The excellent Northern Light notes two historic events: The magazine has now been serving the Northern Jurisdiction of the Scottish Rite for 15 years; and the Grand Commander, Stanley F. Maxwell, justly notes the vibrant growth of the Scottish Rite Museum of Our National Heritage. If you haven't visited this living monument to Freemasonry, you should.

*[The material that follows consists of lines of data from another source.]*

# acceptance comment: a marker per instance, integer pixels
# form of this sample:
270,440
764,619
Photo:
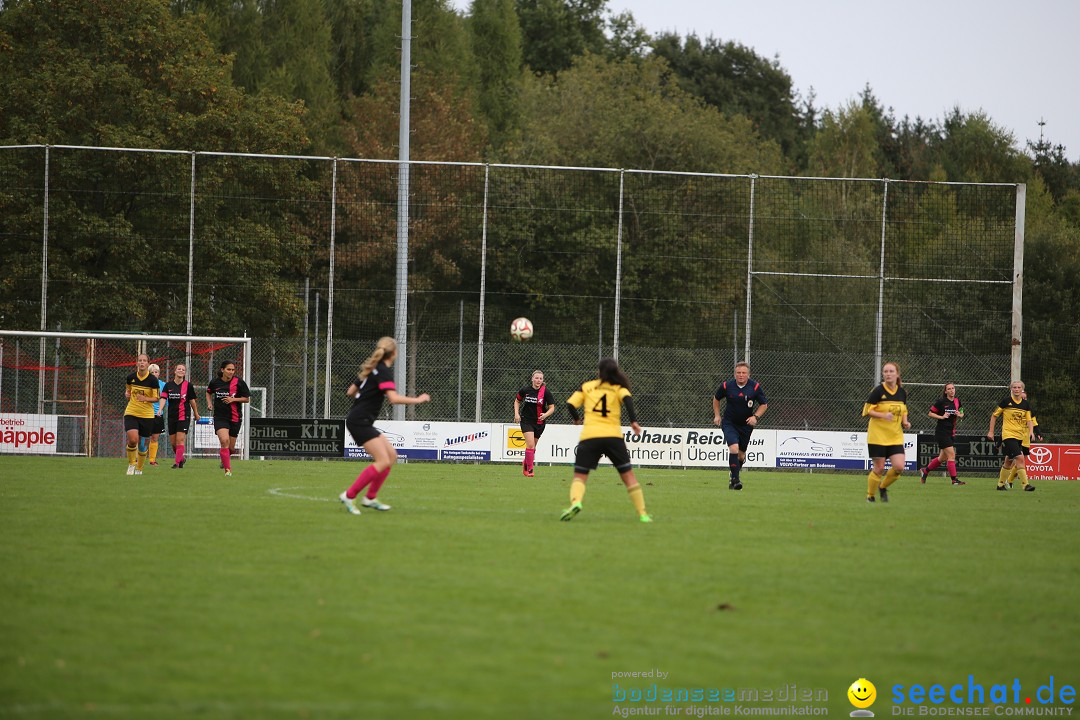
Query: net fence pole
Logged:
89,392
483,291
307,344
44,285
880,311
329,294
191,259
401,309
1017,300
618,271
247,416
461,350
750,268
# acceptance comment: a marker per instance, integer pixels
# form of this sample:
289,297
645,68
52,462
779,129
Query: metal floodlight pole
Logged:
483,297
329,296
618,272
750,269
880,313
191,258
1017,314
401,304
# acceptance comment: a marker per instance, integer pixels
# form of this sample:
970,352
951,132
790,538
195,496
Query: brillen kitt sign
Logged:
294,437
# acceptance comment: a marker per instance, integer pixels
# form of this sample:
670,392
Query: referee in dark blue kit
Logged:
745,405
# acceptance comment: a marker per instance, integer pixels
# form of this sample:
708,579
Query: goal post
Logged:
65,391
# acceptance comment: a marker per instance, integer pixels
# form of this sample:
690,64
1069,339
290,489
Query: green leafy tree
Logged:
555,32
973,149
129,73
350,24
736,80
496,39
633,114
846,144
280,46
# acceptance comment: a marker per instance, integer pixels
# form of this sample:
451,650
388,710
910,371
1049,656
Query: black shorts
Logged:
361,432
531,428
1012,447
144,425
944,439
586,456
233,428
876,450
734,434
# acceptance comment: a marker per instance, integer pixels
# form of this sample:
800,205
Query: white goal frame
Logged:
140,339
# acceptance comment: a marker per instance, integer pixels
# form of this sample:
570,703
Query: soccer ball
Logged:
521,329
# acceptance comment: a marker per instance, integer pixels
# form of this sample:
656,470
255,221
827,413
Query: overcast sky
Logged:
1020,62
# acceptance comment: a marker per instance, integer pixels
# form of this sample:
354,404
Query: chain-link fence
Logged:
815,281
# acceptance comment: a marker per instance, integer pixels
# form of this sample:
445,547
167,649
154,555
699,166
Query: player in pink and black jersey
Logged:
532,405
183,410
947,411
374,382
227,395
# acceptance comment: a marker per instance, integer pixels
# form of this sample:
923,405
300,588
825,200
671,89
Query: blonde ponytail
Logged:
385,349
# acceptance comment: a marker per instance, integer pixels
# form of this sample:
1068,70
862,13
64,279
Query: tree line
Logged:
553,82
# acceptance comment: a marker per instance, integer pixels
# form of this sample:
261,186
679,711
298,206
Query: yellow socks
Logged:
873,483
637,498
577,491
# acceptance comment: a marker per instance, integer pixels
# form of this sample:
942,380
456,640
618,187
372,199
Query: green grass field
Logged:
183,594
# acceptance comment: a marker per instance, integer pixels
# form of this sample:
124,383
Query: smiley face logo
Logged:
862,693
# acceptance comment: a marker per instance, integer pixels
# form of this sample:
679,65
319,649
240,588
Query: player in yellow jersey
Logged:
1016,429
1025,447
602,402
143,393
887,409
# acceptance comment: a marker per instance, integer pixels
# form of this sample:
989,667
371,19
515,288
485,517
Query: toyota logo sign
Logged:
1040,456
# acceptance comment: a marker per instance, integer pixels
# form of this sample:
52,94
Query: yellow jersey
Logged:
602,404
1015,413
142,388
886,432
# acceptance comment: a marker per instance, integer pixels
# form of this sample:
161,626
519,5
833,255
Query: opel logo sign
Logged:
1041,456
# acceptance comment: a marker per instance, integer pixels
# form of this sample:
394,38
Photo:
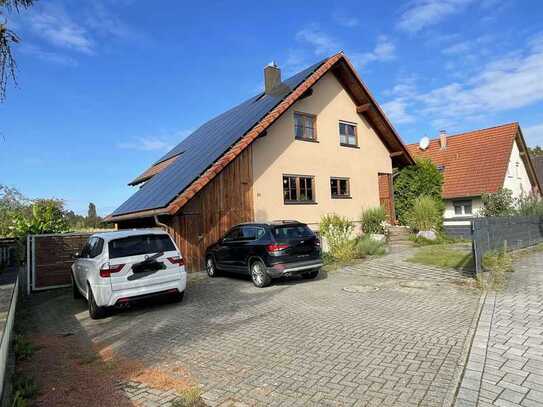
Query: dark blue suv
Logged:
266,251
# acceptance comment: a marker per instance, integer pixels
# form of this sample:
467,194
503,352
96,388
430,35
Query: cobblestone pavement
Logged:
384,332
505,366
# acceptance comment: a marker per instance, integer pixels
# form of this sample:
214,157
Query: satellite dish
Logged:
424,143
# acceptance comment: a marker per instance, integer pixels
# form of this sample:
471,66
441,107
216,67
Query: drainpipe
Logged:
160,224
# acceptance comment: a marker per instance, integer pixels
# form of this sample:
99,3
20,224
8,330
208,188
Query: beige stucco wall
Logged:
517,179
279,153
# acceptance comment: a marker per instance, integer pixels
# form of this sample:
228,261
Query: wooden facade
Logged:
386,196
224,202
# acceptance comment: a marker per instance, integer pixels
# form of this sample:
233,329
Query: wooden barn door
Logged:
386,195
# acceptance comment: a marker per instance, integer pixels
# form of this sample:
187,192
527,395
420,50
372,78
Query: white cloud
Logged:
534,134
396,111
423,13
322,43
54,25
146,144
346,20
48,56
384,51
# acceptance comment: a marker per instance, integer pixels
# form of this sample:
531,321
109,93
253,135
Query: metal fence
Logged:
511,233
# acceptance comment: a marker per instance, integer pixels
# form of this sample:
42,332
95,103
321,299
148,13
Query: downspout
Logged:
160,224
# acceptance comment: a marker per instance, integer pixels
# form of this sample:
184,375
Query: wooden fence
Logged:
50,258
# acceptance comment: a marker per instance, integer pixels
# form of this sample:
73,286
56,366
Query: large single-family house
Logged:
478,162
309,145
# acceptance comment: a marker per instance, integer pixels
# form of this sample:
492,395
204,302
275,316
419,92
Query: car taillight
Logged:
177,260
274,248
107,269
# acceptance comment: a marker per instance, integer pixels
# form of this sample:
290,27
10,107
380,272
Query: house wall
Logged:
226,201
516,178
280,153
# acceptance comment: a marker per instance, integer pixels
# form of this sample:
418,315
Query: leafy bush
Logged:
499,203
413,181
529,205
425,214
373,220
337,230
366,246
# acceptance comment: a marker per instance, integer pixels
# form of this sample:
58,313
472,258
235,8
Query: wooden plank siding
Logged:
226,201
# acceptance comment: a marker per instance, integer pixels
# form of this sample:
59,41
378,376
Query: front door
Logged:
386,195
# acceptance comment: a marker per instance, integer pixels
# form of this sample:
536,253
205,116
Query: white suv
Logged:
114,268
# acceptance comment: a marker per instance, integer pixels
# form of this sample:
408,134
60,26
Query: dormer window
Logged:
304,126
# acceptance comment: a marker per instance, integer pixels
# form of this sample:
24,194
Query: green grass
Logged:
442,256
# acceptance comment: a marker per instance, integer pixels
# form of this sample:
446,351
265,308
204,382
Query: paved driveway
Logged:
384,332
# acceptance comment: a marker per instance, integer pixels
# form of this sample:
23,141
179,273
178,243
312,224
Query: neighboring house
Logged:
478,162
313,144
538,165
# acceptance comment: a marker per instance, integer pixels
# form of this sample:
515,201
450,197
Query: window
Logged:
251,233
298,189
292,232
462,208
142,244
340,187
304,126
347,134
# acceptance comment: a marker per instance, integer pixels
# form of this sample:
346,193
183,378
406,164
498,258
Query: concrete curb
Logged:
451,398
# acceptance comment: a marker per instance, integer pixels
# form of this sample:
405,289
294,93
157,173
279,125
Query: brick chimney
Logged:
272,77
443,139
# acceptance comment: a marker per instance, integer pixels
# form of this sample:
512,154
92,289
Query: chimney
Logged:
272,77
443,139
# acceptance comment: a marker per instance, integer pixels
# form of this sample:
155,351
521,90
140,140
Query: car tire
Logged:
258,274
75,291
211,267
178,296
95,311
311,275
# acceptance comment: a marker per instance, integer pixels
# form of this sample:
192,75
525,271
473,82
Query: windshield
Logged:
142,244
288,232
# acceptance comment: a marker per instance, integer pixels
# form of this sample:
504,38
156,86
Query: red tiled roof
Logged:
475,162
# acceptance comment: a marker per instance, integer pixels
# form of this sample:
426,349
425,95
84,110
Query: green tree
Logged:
11,202
92,217
500,203
45,216
421,179
7,39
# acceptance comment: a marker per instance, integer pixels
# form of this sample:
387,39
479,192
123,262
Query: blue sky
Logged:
106,87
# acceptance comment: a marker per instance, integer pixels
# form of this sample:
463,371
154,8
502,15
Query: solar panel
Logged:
205,146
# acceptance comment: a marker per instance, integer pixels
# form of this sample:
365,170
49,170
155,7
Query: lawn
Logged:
443,256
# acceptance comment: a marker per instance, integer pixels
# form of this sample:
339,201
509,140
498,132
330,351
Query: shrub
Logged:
413,181
529,205
500,203
366,246
373,220
425,214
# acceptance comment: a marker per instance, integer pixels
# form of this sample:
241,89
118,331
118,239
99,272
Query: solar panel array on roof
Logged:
205,146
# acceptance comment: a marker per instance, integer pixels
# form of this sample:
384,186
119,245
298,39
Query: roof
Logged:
538,166
119,234
474,162
182,172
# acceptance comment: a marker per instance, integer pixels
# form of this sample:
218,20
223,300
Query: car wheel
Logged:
311,275
178,296
211,269
95,311
259,275
75,291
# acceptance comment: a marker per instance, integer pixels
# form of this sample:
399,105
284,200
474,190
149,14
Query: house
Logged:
478,162
309,145
538,165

When will some of our appendant bodies learn that they come under the jurisdiction of their Grand Lodge? Many of them have disregarded Masonic law for years and gotten away with it because of Grand Masters who have turned their heads the other way. Or, perhaps, it's because they haven't wanted to make waves. Not so C.C. Faulkner Jr., of Indiana. In an item entitled "We'd Be Better Off Without Them," appearing in The Indiana Freemason, he writes: "There exists within our Fraternity a problem that is a dreaded cancer. ..There are men who have been permitted to join our ranks who engage in activities, in the name of segments of our Fraternity who thereby inflict upon Freemasonry public and private disgrace. It is this Grand Master's opinion that where those men are concerned, even though they inflate our membership numbers, we'd be better off without them." He had learned that two separate appendant bodies had been sued for carrying on illegal gambling activities. He issued a strongly worded edict prohibiting "all forms of gambling." He noted: "organisations that predicate their membership upon membership in a Masonic organisation are required to abide by the same high standards that are required of Lodges and other Masonic organizations upon which they depend for their existence. Lodges cannot and will not be treated more harshly than the 'side' organisations whose existence they make possible." Bravo!